# Windows 8 Apps not working



## Bogmat (Jun 12, 2012)

Im sure those of you that have seen this issue before the first thing is said is: your resolution has to be above 1024x768 and your UAC has to be on.

unforchate for me this isnt the issue. my apps just stopped working for no reason, i had a buddy that had a simlier issue which was his video drivers crashing but he reverted to an earlier driver build and all was good. myself i dont have that issue and whats got me stumped and HOPEING somone here has hurd of this or sameish issue.
my screen resolution is 1920x1080 my second monitor is 1280x1024 and my uac is on so the COMMON issue with Windows 8 apps dont apply here.

Does ANYONE have any feedback with this?


----------



## buzza24 (Mar 27, 2008)

Hi,

I haven't had the issue myself personally, but I did find this Microsoft forum post that details the same issue and offers a solutions. It seems that the fix it to perform a PC Refresh.

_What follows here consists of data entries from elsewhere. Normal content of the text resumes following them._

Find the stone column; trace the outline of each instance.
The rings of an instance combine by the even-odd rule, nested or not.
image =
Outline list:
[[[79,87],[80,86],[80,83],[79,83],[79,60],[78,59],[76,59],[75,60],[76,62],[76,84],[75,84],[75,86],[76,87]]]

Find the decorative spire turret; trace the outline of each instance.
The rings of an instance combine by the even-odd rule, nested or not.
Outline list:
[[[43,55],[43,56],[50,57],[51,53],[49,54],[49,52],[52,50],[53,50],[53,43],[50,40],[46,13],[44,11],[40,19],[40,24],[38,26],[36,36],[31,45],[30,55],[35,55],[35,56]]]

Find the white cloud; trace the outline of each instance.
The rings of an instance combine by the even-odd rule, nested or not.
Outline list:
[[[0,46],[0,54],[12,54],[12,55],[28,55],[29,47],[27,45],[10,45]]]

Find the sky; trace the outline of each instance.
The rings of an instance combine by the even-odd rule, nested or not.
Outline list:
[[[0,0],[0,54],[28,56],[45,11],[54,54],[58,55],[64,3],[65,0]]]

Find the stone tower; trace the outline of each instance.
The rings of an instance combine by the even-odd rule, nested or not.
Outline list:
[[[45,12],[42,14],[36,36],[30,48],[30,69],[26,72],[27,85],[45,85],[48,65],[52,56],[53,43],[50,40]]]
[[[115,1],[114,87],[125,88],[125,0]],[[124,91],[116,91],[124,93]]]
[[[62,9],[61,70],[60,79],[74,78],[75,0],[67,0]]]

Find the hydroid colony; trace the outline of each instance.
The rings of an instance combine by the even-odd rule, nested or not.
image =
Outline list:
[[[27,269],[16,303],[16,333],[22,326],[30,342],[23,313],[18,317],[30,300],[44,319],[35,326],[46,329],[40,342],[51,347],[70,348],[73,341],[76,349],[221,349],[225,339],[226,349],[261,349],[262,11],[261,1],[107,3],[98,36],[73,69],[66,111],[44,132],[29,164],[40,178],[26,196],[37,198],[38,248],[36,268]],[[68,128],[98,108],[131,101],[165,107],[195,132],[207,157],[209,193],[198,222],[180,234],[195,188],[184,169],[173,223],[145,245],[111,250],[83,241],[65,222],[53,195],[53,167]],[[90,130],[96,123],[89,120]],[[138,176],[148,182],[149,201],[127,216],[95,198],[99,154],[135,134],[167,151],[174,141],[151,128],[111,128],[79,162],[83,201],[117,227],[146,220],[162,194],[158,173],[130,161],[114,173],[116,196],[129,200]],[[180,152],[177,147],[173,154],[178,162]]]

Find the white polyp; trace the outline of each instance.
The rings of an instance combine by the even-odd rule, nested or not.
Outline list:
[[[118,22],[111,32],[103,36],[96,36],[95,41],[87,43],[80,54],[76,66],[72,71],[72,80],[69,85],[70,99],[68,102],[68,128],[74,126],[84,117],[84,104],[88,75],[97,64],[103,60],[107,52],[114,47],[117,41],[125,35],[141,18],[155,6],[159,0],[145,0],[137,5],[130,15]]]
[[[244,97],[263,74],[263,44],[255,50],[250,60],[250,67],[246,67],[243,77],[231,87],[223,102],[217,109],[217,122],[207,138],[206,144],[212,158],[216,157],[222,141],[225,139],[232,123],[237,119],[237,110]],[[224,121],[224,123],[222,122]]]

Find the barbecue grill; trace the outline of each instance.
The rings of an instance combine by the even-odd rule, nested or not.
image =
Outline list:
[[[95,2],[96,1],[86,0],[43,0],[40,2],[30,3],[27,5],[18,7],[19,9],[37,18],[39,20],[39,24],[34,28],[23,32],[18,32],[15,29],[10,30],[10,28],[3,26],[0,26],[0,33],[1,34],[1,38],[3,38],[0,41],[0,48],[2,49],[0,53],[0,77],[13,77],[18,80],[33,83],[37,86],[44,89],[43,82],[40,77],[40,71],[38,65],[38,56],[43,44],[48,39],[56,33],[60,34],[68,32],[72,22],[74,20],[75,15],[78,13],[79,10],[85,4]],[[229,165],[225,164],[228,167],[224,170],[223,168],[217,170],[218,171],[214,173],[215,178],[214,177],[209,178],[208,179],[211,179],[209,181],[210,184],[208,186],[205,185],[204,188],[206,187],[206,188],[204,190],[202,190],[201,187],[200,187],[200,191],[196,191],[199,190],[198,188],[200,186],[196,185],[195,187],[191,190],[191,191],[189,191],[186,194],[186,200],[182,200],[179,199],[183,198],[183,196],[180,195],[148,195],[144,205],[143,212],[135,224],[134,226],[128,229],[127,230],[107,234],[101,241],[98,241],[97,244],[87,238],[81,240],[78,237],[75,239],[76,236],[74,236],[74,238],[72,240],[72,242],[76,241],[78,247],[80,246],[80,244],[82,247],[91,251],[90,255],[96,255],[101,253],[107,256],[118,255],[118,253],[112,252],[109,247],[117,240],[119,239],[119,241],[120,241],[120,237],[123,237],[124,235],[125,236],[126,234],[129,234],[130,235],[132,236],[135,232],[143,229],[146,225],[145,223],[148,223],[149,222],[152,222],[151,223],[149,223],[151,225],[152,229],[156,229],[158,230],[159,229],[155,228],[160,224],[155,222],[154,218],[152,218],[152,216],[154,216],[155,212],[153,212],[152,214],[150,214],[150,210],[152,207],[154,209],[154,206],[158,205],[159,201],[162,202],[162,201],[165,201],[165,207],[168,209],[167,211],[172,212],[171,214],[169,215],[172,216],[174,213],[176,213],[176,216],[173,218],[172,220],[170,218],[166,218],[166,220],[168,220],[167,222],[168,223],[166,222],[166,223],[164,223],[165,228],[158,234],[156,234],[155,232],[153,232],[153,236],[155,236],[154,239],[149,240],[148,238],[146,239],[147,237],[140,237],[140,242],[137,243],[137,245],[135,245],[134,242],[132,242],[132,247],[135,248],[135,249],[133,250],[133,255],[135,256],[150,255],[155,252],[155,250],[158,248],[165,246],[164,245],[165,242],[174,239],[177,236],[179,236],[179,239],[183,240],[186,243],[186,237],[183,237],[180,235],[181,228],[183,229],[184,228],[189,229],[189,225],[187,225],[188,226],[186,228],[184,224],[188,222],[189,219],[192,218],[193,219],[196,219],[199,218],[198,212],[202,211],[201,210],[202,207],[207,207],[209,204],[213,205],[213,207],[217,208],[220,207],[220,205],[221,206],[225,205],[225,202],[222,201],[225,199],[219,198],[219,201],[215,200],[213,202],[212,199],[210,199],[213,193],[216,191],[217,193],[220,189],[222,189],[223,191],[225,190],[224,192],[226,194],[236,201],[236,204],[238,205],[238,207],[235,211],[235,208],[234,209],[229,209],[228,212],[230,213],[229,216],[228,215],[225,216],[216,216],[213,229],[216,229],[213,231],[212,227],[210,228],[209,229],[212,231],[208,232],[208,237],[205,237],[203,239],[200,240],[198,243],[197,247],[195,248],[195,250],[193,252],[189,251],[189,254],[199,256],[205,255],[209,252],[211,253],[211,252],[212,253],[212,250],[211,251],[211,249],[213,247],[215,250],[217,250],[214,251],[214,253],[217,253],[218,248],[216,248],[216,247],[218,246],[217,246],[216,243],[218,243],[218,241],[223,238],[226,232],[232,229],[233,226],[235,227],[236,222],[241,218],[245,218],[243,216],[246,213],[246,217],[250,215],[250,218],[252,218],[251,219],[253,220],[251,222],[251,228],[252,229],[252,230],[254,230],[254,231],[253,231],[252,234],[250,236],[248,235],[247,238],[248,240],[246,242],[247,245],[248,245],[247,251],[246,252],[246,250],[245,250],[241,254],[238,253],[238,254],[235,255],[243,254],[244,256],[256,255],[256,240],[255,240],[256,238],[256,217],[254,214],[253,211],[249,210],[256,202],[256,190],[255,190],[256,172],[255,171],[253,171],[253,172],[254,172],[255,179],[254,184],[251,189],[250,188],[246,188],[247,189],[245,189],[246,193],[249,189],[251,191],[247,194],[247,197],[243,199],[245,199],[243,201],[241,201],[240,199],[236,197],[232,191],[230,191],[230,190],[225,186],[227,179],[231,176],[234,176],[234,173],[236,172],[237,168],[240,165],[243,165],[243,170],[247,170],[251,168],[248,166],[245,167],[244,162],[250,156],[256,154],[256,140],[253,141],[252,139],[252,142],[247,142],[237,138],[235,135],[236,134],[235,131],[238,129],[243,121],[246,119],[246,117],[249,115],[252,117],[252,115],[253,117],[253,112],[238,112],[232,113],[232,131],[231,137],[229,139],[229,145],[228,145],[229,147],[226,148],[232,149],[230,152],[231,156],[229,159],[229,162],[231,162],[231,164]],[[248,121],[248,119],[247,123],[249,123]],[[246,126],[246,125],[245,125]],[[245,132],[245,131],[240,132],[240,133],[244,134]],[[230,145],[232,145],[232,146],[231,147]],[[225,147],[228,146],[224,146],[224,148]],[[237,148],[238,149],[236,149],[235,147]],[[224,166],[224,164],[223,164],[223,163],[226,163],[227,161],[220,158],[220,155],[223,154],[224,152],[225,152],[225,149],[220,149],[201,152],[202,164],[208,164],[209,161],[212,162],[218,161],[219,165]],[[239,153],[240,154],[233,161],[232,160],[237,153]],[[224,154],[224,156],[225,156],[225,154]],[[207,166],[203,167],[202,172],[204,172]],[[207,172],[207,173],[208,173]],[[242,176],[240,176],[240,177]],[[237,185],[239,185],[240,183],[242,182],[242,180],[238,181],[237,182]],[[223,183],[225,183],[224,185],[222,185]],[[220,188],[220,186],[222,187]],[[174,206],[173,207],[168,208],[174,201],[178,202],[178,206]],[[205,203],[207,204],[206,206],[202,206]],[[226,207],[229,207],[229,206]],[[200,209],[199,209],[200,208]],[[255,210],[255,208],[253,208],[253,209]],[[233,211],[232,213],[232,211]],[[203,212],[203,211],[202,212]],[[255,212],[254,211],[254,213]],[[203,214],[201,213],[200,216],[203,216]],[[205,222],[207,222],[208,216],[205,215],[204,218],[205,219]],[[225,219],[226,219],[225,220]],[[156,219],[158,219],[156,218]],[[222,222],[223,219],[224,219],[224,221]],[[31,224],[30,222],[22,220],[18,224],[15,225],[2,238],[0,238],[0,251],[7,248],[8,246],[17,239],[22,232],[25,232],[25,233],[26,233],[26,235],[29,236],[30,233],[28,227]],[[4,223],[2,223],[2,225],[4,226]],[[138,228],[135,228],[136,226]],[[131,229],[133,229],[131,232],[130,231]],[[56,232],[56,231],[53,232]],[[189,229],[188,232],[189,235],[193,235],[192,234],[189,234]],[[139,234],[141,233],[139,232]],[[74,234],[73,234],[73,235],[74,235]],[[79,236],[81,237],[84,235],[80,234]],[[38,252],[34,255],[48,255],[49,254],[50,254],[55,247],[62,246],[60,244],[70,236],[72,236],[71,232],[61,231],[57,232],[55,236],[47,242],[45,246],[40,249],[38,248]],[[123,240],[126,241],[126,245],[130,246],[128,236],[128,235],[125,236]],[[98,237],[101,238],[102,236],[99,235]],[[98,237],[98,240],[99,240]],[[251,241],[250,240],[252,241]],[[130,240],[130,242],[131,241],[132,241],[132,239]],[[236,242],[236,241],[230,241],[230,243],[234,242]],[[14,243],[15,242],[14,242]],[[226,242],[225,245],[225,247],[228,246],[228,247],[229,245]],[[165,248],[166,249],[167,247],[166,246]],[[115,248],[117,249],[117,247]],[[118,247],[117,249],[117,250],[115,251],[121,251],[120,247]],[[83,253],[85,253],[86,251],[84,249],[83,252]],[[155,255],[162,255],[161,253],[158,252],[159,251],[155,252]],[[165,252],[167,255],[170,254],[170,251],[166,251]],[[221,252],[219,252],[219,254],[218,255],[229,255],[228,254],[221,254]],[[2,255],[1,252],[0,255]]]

Problem with the applications - Microsoft Answers

Let us know how you go.


----------



## Bogmat (Jun 12, 2012)

Thanks for that, its the same info i have found out, although the only thing i havnt tried is this 'refresh' im a little reluctant to do so. as it states it doesnt touch your files, fair enough.
But its a clean install in the background, would this effect my programs?


----------



## joeten (Dec 4, 2008)

Hi this will tell you more Refresh and reset your PC - Building Windows 8 - Site Home - MSDN Blogs


----------